Three data phases with gates: coverage audit, source expansion if needed, then per-concept generation. Then retrain. Then probe.
Phase 1: Coverage Audit
We walked the existing data: book ingestion proposals, elaboration candidates, the grounding cache. Counted how many natural-context sentences each of the 3687 concepts had.
The number: 3158 concepts (85.7%) below the threshold. Most were stuck in the 10-29 range. Some data, but not enough.
Phase 2: Source Expansion
We tagged every concept with one of 17 domain labels using gemma-2-9b, built a Wikipedia full-article adapter, and routed encyclopedic concepts (biology, science, physics, history) to Wikipedia and conversational concepts (emotion, self_state, language) to Gutenberg fiction.
The first run came back thin. Wikipedia and Gutenberg both produced fewer candidates than expected, and the per-domain medians barely moved. Most of the new positives went to common quantifier words: some, many, all. The ones most likely to be the only known concept in any given sentence.
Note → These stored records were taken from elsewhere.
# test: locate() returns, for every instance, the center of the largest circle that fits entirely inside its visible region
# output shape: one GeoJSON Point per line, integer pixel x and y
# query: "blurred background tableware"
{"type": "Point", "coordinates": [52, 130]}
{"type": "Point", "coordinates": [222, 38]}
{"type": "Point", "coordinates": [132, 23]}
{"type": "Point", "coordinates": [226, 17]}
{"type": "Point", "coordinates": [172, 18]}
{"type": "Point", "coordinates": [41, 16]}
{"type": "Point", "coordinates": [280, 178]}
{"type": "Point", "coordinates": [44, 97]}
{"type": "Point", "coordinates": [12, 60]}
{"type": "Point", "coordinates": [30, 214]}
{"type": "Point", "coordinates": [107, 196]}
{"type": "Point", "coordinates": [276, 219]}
That last detail was the clue.
The Rule That Was Right and Wrong
The book ingestion pipeline has a strict rule: if a sentence mentions more than one known concept, drop it. The rule was correct for the original use case. You never want to assign the wrong concept to a sentence. But it was actively working against us here. The sentences we needed most, ones like "the cell membrane regulates what enters the cell," got dropped because they mention two concepts.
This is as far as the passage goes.